Comparing the locations of photos posted on the Internet with social network contacts, Cornell University computer scientists have found that as few as three "co-locations" for images at different times and places could predict with high probability that two people posting photos were socially connected.
The results have implications for online privacy, the researchers said, but also suggest a quantitative answer to a very old psychological question: What can we conclude from observing coincidences?
"This is a kind of question that goes way back," said Jon Kleinberg, Cornell professor of computer science, who conducted the study with Dan Huttenlocher, dean of the Faculty of Computing and Information Science, and colleagues. "Online data gives us new ways to address it," he said.
"Inferring Social Ties from Geographic Coincidences," is reported online in the Proceedings of the National Academy of Sciences (Dec. 8, 2010). David Crandall, a former Cornell student and postdoctoral researcher now at Indiana University, is the lead author on the study.
The researchers used a database of some 38 million photos uploaded to the Flickr photo-sharing website by about a half million people. The time and place where photos were taken was provided by GPS-equipped cameras or by people who used Flickr's online-interface to indicate the location on a map. Anyone can read this information from a Flickr page.
Flickr also offers a social networking service, and computer analysis showed that when two people posted photos several times from the same locations (often famous landmarks) and at about the same times, this was a good predictor that those people would have a social network link.
"It's not that you know with certainty, but it's a high likelihood that these people know each other," Huttenlocher said. As expected, the probability increases as the analysis moves to smaller areas and shorter time spans.

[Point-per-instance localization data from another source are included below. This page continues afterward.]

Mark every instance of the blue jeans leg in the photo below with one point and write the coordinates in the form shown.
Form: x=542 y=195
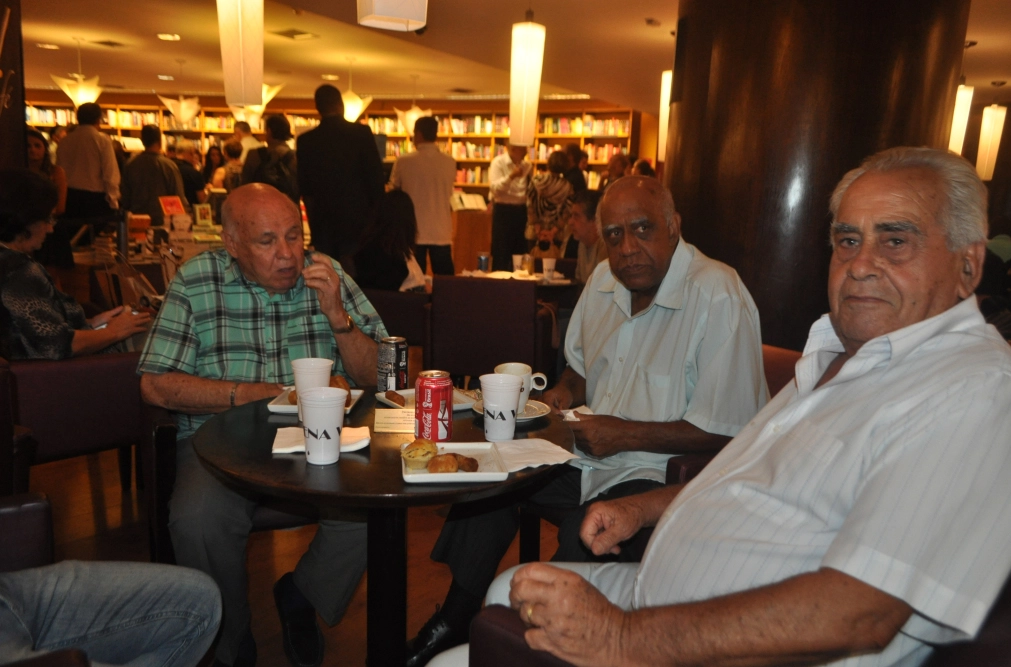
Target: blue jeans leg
x=119 y=613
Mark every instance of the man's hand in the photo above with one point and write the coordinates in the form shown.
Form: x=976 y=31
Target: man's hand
x=558 y=398
x=609 y=522
x=600 y=435
x=322 y=277
x=570 y=618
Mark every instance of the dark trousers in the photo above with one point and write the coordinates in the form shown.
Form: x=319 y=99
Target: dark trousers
x=509 y=222
x=442 y=259
x=477 y=535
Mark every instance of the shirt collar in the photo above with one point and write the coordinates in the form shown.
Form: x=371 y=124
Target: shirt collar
x=671 y=291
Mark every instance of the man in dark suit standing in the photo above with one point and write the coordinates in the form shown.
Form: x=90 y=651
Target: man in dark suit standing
x=340 y=178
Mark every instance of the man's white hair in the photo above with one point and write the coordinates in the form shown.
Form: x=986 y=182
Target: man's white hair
x=963 y=210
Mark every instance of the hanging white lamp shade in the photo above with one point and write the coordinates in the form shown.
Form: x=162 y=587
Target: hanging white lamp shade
x=240 y=27
x=661 y=135
x=79 y=90
x=525 y=80
x=409 y=117
x=990 y=139
x=402 y=15
x=184 y=109
x=962 y=102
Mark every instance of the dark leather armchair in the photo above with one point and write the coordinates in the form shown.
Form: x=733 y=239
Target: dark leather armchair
x=76 y=406
x=477 y=323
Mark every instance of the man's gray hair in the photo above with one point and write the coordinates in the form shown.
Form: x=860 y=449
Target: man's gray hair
x=655 y=188
x=963 y=210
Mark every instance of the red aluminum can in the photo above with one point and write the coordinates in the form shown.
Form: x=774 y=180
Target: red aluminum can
x=434 y=406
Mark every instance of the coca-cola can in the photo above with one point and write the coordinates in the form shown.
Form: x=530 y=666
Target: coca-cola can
x=392 y=371
x=434 y=406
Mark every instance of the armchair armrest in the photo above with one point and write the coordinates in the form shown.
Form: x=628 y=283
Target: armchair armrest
x=26 y=523
x=496 y=640
x=682 y=469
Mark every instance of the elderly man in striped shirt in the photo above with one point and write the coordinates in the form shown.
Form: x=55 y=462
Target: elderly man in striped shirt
x=860 y=516
x=232 y=322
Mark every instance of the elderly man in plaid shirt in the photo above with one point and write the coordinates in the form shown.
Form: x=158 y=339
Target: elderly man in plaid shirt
x=232 y=322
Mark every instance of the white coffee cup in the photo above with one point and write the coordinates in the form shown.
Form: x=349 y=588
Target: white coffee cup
x=310 y=372
x=530 y=380
x=499 y=394
x=323 y=408
x=548 y=265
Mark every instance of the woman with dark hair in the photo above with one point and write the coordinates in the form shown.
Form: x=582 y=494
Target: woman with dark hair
x=36 y=319
x=211 y=161
x=40 y=162
x=388 y=246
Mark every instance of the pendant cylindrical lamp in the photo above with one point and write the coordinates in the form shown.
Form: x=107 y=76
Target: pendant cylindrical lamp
x=661 y=135
x=990 y=139
x=240 y=26
x=402 y=15
x=525 y=80
x=962 y=102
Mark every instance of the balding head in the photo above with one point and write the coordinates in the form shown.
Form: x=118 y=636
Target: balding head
x=263 y=231
x=641 y=229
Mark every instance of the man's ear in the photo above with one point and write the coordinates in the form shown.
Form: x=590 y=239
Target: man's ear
x=971 y=272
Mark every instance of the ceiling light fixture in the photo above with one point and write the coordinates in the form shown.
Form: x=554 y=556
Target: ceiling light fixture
x=79 y=89
x=400 y=15
x=990 y=139
x=525 y=80
x=353 y=104
x=661 y=135
x=240 y=27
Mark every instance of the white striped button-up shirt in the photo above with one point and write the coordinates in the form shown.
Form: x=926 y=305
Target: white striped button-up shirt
x=895 y=472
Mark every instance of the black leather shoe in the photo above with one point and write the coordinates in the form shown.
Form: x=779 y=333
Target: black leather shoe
x=303 y=643
x=435 y=637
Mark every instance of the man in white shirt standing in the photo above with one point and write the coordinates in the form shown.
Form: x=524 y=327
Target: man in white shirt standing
x=509 y=176
x=861 y=515
x=427 y=175
x=664 y=347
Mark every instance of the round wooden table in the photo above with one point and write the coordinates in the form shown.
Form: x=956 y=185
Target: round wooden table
x=237 y=446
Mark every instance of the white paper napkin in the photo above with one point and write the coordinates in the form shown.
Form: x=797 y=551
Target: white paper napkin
x=520 y=454
x=570 y=414
x=291 y=440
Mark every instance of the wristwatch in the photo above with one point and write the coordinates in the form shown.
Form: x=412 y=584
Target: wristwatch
x=349 y=325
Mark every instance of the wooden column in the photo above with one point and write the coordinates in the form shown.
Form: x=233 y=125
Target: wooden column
x=12 y=135
x=772 y=102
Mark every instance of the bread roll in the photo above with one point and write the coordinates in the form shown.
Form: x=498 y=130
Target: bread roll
x=418 y=454
x=443 y=463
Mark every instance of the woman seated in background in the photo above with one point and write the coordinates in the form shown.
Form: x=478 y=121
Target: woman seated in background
x=40 y=163
x=211 y=161
x=386 y=259
x=36 y=319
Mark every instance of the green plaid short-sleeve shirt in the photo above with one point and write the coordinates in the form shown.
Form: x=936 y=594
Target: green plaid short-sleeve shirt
x=214 y=323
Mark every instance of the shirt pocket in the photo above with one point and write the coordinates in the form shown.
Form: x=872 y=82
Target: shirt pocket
x=310 y=336
x=647 y=398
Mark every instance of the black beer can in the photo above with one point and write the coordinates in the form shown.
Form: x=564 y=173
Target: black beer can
x=392 y=372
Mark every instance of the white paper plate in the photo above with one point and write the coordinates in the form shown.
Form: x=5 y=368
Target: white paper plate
x=490 y=467
x=533 y=410
x=280 y=405
x=461 y=401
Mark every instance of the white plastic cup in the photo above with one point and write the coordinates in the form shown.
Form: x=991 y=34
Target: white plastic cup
x=548 y=264
x=500 y=395
x=322 y=424
x=310 y=372
x=530 y=379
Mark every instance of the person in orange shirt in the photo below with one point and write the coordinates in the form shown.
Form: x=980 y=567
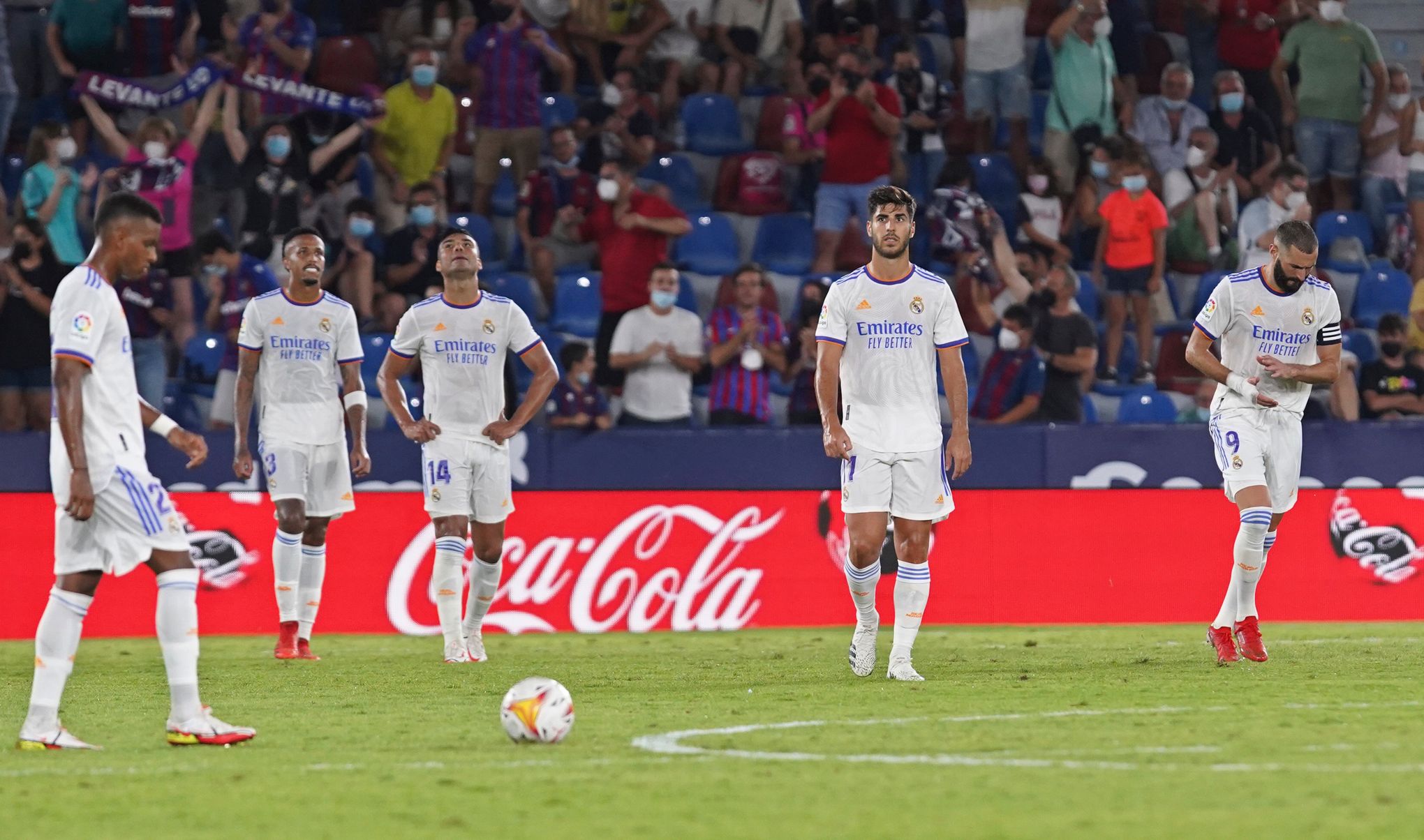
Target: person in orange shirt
x=1129 y=262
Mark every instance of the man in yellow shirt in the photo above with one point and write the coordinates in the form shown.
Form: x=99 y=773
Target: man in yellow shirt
x=416 y=137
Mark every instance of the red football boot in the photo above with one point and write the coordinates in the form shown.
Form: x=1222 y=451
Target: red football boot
x=1221 y=638
x=287 y=643
x=1248 y=637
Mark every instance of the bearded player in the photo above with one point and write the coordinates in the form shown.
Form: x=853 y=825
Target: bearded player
x=882 y=331
x=461 y=338
x=110 y=513
x=295 y=343
x=1279 y=329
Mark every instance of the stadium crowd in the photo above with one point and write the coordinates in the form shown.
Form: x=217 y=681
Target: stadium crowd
x=669 y=186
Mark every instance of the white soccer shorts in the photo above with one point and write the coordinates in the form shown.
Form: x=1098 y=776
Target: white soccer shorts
x=133 y=517
x=319 y=474
x=1256 y=447
x=466 y=479
x=910 y=486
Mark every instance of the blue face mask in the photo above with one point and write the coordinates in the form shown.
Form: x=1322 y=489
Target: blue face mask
x=422 y=216
x=278 y=146
x=361 y=228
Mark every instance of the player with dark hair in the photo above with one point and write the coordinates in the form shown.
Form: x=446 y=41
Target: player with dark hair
x=461 y=338
x=1279 y=329
x=294 y=343
x=112 y=514
x=882 y=331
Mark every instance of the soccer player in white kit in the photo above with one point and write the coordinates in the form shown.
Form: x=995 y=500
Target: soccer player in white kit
x=1279 y=329
x=297 y=343
x=110 y=513
x=882 y=331
x=461 y=338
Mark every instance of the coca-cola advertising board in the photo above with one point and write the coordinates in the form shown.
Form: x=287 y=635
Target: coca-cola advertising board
x=721 y=560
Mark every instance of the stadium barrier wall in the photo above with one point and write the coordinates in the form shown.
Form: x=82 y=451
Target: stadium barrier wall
x=1335 y=454
x=721 y=562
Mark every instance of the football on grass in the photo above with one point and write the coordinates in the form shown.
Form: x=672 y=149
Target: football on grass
x=537 y=710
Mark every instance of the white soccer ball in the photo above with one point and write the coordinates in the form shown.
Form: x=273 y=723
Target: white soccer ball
x=537 y=710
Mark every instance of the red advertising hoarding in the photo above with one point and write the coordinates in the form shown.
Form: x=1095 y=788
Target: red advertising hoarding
x=721 y=560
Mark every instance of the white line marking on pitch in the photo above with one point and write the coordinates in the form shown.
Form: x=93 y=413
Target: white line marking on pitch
x=671 y=744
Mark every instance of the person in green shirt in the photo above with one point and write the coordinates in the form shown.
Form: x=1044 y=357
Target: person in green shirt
x=1328 y=49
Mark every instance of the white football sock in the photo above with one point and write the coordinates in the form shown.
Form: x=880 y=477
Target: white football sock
x=177 y=624
x=1247 y=596
x=912 y=592
x=447 y=578
x=863 y=591
x=309 y=591
x=484 y=583
x=287 y=573
x=56 y=641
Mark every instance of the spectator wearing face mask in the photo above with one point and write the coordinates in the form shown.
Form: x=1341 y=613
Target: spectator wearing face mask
x=1328 y=50
x=632 y=231
x=1392 y=388
x=231 y=279
x=415 y=140
x=1011 y=387
x=660 y=346
x=158 y=165
x=1164 y=124
x=1285 y=201
x=53 y=193
x=1129 y=262
x=1247 y=135
x=576 y=402
x=554 y=201
x=29 y=279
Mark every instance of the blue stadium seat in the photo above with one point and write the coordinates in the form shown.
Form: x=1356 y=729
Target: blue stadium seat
x=713 y=126
x=1381 y=292
x=1333 y=225
x=709 y=248
x=557 y=110
x=785 y=243
x=1362 y=343
x=483 y=232
x=678 y=176
x=577 y=303
x=1147 y=405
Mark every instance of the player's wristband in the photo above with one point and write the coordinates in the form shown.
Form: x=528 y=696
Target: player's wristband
x=163 y=426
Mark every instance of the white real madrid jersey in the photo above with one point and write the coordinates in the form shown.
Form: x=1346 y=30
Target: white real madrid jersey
x=87 y=324
x=1251 y=320
x=461 y=358
x=304 y=346
x=892 y=331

Flickr is just a convenient place to study the phenomenon, the researchers said. The same conclusions might be drawn from credit card purchases, fare card transactions on the bus and subway, and cell phone records, they suggested.
"It's surprising and not in a reassuring way that so much information comes from so little," Kleinberg said. "You go through life and leave all sorts of records. You're conveying information you deliberately wrote but also conveying broader information. Our research is trying to provide a way of quantifying these risks."
"While it's obvious that a photo you post online reveals information about what is pictured in the photo, what is less obvious is that as you post multiple photos you are probably revealing information which may not be pictured anywhere," Huttenlocher added.
One way to mitigate privacy risks, Kleinberg suggested, would be to "blur" time and space information in permanent records, making it less precise. This research might offer hints on how much blurring is needed, he said.
The researchers recognized that the photo-sharing process might introduce some bias into their results. For example, people might seek out social contacts with others who had photographed the same site. To control for this they compared photos posted after a certain date only with social links established before that date. They also controlled for the possibility that friends might upload the same photos, and for the fact that people with many social contacts on Flickr might be more likely to geotag their photos.
"I think we've all wondered about questions like this, and there's an opportunity now to start making them precise," Kleinberg concluded. "This paper is trying to begin that line of questioning."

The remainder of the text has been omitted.